Framework Outlines Key Principles for Protecting Privacy of Patient Data


On Tuesday, Patient Privacy Rights announced the publication of its Privacy Trust Framework, which describes 75 auditable criteria that are based on 15 core privacy principles, HealthITSecurity reports.

Patient Privacy Rights developed the framework in partnership with:

  • Microsoft;
  • PricewaterhouseCoopers; and
  • The Coalition for Patient Privacy (Ouellette, HealthITSecurity, 4/3).

Framework Goals

The framework aims to help health care organizations measure how well their IT systems and research projects meet certain best practices for protecting patient privacy.

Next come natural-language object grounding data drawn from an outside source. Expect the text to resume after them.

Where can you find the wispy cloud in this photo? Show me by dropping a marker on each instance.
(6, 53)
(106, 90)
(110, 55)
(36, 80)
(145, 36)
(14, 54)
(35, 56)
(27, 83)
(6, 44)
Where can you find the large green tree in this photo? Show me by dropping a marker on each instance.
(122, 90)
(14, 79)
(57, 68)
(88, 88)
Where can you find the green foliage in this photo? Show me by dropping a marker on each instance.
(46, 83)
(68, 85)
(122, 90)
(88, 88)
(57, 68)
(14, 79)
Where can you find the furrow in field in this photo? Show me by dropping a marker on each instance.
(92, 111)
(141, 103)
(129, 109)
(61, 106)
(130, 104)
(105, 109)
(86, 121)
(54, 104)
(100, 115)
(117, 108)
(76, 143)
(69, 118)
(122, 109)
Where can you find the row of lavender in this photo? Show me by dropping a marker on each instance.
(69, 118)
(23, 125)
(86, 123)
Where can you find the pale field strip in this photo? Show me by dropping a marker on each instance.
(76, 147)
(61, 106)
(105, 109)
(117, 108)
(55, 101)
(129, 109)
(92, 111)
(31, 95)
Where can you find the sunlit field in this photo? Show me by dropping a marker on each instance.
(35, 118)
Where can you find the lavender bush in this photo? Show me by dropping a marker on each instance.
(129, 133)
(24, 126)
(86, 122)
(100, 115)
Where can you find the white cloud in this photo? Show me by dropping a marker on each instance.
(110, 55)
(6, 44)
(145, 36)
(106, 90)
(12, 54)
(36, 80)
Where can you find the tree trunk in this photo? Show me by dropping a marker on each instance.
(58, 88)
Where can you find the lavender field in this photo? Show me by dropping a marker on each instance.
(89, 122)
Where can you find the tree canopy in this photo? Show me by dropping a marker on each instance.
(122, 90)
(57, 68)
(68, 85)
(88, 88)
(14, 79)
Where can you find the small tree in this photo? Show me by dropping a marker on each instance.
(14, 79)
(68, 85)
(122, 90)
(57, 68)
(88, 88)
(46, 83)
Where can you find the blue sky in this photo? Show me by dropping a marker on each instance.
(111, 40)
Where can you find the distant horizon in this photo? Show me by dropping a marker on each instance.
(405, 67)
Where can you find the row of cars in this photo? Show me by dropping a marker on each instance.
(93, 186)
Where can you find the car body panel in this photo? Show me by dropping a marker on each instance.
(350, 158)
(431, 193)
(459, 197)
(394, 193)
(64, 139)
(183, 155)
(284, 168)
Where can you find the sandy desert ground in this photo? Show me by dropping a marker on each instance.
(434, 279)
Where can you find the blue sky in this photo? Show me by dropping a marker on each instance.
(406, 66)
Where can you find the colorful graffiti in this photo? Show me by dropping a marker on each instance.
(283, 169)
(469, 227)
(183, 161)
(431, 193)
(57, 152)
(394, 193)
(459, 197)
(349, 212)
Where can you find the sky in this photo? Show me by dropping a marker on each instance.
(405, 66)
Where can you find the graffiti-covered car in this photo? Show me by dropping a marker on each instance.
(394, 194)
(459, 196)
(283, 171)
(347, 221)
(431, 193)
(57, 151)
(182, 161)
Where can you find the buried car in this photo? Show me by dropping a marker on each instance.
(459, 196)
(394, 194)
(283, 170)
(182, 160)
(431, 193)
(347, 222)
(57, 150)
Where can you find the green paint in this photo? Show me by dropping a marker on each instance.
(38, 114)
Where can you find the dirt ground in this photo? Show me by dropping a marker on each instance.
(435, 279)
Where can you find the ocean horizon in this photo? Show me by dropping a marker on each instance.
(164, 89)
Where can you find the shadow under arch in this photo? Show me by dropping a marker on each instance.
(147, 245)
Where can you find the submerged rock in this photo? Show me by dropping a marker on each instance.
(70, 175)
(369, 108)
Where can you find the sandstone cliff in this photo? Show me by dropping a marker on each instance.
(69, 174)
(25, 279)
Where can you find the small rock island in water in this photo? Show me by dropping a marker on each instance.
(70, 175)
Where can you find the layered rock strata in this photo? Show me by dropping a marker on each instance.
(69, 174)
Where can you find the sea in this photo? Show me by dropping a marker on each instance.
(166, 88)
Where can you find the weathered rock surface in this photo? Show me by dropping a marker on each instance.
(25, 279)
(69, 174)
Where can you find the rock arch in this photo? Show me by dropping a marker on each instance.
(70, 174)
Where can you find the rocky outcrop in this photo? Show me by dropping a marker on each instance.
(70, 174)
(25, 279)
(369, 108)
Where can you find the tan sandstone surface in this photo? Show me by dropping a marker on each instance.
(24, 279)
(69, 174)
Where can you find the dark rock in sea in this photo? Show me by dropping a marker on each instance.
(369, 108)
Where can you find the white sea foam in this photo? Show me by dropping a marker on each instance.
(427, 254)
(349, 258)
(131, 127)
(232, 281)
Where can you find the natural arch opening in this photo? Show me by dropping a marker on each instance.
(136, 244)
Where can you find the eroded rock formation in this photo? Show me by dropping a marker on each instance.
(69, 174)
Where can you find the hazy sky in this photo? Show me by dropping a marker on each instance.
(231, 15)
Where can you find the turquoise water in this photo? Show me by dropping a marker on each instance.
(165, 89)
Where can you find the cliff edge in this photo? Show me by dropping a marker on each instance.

Patient Privacy Rights eventually intends to develop a system to license organizations based on their privacy policies and practices.  

Core Privacy Principles

The framework's 15 core privacy principles call for health care organizations to ensure that:

  1. Patients can easily locate, review and understand the organization's privacy policy;
  2. The privacy policy fully discloses how the organization will and will not use personal health data;
  3. Patients can decide whether to participate in sharing data;
  4. Patients receive notification before their data are accessed by any outside entity that does not fully comply with the organization's privacy policy;
  5. Patients can decide and actively indicate whether they want to be profiled, tracked or targeted;
  6. Patients can decide whether and how their sensitive information is shared;
  7. Patients have the ability to change any data that they input personally;
  8. Patients can decide who can access their data;
  9. Patients with disabilities can manage their health data while maintaining their privacy;
  10. Patients easily can determine who has accessed or used their information;
  11. Patients receive prompt notification if their data are lost, stolen or improperly accessed;
  12. Patients easily can report privacy concerns and receive help;
  13. Patients can expect the organization to penalize any employee or contractor who misuses patient data;
  14. Patients can expect their data to be secure; and
  15. Patients can expect to receive a copy of all disclosures of their information (Goedert, Health Data Management, 4/3).